Bootstrap t-Test

Performs one- and two-sample bootstrap t-tests and computes the corresponding bootstrap confidence interval.

Usage

boot_t_test(x, ...)

# Default S3 method
boot_t_test(
  x,
  y = NULL,
  alternative = c("two.sided", "less", "greater"),
  mu = 0,
  paired = FALSE,
  var.equal = FALSE,
  conf.level = 0.95,
  R = 9999,
  type = "stud",
  ...
)

# S3 method for class 'formula'
boot_t_test(formula, data, subset, na.action, ...)

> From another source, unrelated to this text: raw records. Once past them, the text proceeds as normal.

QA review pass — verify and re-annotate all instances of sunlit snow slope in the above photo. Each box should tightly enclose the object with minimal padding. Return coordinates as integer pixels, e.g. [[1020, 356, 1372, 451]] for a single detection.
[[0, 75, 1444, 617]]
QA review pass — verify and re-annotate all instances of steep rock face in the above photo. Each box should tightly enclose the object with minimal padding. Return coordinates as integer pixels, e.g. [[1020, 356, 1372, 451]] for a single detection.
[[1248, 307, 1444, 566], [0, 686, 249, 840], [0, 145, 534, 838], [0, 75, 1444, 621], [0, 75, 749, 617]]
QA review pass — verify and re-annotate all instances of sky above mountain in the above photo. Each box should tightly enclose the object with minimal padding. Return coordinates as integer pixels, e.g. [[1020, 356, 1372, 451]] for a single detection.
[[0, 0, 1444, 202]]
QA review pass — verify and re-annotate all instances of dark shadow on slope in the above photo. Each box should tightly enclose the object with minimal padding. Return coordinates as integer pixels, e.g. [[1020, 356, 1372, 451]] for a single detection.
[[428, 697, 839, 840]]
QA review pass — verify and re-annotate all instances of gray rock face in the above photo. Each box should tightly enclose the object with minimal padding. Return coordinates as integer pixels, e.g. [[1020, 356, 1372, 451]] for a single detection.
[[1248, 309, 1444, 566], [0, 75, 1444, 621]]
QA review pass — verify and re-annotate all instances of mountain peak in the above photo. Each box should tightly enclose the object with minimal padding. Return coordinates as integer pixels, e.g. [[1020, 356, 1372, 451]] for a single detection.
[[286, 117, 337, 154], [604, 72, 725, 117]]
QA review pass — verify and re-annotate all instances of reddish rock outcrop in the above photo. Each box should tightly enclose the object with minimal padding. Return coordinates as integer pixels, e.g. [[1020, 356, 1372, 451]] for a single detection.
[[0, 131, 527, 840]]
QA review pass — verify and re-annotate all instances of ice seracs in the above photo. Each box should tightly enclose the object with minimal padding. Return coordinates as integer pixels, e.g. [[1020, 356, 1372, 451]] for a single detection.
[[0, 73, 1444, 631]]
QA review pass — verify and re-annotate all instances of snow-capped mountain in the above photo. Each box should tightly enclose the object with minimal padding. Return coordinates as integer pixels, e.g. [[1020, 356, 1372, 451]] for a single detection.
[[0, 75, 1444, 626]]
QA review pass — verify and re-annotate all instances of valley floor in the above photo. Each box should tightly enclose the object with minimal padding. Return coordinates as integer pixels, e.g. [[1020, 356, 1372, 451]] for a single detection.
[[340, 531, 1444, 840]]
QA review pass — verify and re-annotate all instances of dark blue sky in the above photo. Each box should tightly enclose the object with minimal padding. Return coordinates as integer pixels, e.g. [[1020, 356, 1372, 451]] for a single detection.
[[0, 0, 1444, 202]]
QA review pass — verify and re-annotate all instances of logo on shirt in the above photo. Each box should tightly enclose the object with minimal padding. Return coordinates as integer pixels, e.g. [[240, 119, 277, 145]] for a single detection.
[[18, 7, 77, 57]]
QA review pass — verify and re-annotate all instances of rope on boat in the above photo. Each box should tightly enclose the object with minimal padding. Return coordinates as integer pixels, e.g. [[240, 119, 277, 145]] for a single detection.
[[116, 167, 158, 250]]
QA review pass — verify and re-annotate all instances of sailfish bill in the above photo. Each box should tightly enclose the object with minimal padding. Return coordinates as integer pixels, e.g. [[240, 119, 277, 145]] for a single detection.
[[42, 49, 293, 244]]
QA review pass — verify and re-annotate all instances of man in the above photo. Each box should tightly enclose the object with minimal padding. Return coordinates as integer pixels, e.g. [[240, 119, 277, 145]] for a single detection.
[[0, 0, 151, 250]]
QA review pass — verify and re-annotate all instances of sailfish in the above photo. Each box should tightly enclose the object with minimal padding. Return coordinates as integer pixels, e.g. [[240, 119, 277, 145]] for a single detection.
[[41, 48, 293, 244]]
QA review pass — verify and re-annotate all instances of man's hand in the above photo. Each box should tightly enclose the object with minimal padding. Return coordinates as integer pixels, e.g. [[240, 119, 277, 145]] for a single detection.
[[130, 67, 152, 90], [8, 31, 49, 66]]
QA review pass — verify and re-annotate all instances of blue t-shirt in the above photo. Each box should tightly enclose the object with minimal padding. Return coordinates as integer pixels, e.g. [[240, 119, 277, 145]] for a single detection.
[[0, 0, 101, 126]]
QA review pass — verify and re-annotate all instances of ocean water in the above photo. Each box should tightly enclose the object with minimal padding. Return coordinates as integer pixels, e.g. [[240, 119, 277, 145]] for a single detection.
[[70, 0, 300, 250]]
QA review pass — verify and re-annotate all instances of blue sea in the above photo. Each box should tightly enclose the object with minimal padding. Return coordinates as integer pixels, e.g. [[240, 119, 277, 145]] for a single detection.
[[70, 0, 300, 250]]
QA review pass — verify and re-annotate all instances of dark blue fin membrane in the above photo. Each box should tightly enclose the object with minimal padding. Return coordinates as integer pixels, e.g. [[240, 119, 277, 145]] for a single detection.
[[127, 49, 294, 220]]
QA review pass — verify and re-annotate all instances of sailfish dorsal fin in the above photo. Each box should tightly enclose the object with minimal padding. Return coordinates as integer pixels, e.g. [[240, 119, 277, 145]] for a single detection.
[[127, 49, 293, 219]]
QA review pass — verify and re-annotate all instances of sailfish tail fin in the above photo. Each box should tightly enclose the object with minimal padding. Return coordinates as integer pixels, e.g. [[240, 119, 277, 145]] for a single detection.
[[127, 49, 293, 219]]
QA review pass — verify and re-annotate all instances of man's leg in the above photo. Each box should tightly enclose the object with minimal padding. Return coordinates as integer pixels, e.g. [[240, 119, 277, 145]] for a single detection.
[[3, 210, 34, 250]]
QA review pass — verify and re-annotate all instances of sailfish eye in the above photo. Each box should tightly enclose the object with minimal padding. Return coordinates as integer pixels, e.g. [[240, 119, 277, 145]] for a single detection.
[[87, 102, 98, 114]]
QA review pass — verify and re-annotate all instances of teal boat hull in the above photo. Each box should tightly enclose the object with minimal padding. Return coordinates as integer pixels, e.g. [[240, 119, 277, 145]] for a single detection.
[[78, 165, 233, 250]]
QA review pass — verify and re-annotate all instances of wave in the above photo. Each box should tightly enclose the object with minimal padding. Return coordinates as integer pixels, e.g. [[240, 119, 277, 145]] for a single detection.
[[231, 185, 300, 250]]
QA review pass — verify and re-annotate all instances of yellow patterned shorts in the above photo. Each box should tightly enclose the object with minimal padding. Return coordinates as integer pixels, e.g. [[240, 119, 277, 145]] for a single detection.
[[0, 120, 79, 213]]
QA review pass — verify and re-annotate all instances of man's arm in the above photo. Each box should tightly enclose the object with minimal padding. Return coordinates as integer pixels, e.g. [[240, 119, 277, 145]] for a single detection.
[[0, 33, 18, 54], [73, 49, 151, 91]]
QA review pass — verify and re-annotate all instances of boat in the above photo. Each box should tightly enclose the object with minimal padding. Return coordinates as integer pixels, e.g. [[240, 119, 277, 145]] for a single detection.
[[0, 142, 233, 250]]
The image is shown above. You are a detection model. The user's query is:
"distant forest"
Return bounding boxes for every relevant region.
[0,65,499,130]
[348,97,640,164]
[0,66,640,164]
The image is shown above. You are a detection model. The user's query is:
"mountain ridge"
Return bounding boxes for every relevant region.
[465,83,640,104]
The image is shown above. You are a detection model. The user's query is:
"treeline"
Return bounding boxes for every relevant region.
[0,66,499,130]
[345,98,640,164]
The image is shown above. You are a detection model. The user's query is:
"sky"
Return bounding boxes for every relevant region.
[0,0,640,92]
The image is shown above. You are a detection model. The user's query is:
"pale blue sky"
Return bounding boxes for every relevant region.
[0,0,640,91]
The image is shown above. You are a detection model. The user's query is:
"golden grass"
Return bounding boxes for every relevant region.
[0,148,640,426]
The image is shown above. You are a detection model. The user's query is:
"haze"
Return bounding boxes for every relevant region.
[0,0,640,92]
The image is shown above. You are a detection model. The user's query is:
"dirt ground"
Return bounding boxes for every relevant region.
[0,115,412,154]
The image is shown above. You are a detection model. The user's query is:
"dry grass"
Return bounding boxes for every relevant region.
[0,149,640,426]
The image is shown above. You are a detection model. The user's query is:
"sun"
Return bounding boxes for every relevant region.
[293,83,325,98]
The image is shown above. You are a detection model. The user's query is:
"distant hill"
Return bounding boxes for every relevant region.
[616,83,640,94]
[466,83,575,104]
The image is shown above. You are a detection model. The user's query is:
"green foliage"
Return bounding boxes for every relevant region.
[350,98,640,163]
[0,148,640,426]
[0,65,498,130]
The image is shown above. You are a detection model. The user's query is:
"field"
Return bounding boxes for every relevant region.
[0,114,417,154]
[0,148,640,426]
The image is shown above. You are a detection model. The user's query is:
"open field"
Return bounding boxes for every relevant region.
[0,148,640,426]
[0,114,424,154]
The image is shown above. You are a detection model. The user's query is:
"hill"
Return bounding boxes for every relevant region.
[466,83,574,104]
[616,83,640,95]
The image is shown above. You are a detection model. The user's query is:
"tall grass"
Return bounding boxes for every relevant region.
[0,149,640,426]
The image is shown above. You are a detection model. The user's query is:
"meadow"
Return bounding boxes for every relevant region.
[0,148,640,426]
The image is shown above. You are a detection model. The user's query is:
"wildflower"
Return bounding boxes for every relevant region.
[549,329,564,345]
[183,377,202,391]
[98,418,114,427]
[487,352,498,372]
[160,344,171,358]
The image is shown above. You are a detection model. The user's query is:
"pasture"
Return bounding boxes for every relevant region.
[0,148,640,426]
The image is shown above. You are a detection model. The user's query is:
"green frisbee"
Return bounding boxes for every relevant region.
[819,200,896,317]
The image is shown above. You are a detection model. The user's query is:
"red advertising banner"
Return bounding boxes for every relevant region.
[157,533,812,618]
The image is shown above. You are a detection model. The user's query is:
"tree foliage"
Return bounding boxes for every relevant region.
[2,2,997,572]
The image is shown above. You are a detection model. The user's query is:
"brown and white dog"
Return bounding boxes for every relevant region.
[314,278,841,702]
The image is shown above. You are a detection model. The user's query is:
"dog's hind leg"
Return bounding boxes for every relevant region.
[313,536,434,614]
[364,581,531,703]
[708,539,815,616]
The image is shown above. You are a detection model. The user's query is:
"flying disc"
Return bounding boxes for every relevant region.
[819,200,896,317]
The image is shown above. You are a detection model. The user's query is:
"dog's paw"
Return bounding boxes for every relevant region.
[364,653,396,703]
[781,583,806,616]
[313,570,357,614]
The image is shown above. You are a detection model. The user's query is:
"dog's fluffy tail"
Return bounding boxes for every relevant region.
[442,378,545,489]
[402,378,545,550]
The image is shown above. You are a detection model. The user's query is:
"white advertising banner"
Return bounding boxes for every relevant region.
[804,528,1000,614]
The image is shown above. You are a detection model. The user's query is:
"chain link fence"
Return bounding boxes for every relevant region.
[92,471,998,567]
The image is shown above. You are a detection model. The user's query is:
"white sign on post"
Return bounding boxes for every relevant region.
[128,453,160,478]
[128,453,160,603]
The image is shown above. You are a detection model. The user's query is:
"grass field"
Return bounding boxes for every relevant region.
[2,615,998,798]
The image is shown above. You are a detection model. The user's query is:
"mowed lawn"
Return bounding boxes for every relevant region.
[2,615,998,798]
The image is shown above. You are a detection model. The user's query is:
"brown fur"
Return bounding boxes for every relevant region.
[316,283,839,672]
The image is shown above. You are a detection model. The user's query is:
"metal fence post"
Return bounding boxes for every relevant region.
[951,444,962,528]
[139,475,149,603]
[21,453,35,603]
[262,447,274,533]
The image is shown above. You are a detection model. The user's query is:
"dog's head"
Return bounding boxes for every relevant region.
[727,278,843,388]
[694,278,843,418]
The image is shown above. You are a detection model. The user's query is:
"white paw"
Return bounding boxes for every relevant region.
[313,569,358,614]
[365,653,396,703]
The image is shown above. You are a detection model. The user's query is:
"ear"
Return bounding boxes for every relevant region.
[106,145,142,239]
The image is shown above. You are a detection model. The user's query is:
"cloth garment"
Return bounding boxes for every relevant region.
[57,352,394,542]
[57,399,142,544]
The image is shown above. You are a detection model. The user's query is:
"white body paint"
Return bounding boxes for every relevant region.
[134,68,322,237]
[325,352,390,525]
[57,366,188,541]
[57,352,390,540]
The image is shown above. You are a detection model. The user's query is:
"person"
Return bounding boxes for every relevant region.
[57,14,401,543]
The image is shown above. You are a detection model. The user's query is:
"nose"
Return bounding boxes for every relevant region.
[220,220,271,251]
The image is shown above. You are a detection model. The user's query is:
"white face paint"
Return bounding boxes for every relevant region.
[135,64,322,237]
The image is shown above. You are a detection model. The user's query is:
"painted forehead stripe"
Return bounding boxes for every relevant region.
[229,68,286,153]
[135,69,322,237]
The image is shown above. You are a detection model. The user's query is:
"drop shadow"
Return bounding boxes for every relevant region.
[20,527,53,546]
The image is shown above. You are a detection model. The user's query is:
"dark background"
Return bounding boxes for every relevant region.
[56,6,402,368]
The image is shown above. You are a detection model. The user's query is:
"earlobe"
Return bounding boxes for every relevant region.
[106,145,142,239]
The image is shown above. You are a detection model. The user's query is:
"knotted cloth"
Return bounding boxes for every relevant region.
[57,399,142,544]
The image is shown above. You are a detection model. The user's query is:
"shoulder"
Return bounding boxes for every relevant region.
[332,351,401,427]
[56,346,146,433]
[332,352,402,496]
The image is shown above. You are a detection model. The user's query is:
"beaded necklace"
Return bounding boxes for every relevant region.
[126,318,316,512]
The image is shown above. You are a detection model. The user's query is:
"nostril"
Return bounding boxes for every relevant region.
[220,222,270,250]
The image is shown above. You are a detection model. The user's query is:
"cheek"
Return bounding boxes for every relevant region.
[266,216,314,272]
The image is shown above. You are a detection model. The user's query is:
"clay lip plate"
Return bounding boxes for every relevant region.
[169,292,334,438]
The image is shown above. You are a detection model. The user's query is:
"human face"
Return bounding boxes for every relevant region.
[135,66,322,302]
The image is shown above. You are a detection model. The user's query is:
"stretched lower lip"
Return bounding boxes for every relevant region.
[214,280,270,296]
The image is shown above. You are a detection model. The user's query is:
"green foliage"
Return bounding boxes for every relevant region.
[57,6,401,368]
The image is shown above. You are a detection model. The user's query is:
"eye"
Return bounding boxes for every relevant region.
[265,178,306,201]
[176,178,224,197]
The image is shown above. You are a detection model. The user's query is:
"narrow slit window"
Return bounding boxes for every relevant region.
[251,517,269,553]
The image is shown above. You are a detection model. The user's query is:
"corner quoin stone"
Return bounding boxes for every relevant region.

# S3 method for class 'data.frame'
boot_t_test(x, formula, ...)

# S3 method for class 'matrix'
boot_t_test(x, formula, ...)

Arguments

x: a (non-empty) numeric vector of data values.
...: Additional arguments passed to boot, such as parallel for parallel computations. See ?boot::boot for details.
y: an optional (non-empty) numeric vector of data values.
alternative: a character string specifying the alternative hypothesis, must be one of "two.sided" (default), "greater" or "less". You can specify just the initial letter.
mu: a number indicating the true value of the mean (or difference in means if you are performing a two sample test).
paired: a logical indicating whether you want a paired t-test.
var.equal: a logical variable indicating whether to treat the two variances as being equal. If TRUE then the pooled variance is used to estimate the variance otherwise the Welch (or Satterthwaite) approximation to the degrees of freedom is used.
conf.level: confidence level of the interval.
R: The number of bootstrap replicates. The default is 9999.
type: A vector of character strings representing the type of interval to base the test on. The value should be one of "norm", "basic", "bca", perc", and "stud" (the default).
formula: a formula of the form lhs ~ rhs where lhs is a numeric variable giving the data values and rhs either 1 for a one-sample or paired test or a factor with two levels giving the corresponding groups. If lhs is of class "Pair" and rhs is 1, a paired test is done, see Examples.
data: an optional matrix or data frame (or similar: see model.frame) containing the variables in the formula formula. By default the variables are taken from environment(formula).
subset: an optional vector specifying a subset of observations to be used.
na.action: a function which indicates what should happen when the data contain NAs.

Value

A list with class "htest") containing the following components:

statistic: the value of the t-statistic.
R: the number of bootstrap replicates used.
p.value: the bootstrap p-value for the test.
conf.int: a bootstrap confidence interval for the mean appropriate to the specified alternative hypothesis.
estimate: the estimated mean or difference in means depending on whether it was a one-sample test or a two-sample test.
null.value: the specified hypothesized value of the mean or mean difference depending on whether it was a one-sample test or a two-sample test.
alternative: a character string describing the alternative hypothesis.
method: a character string indicating what type of t-test was performed.
data.name: a character string giving the name(s) of the data.

Details

p-values can be computed by inverting the corresponding confidence intervals, as described in Section 14.2 of Thulin (2024) and Section 3.12 in Hall (1992). This function computes p-values for the t-test in this way. The approach relies on the fact that:

the p-value of the two-sided test for the parameter theta is the smallest alpha such that theta is not contained in the corresponding 1-alpha confidence interval,
for a test of the parameter theta with significance level alpha, the set of values of theta that aren't rejected by the two-sided test (when used as the null hypothesis) is a 1-alpha confidence interval for theta. Consequently, the p-value will be consistent with the confidence interval, in the sense that the null hypothesis is rejected if and only if the null parameter values is not contained in the confidence interval.

References

hall92boot.pval thulin21boot.pval

Examples

# Generate example data:
# x is the variable of interest
# y is the grouping variable
example_data <- data.frame(x = rnorm(40), y = rep(c(1,2), 20))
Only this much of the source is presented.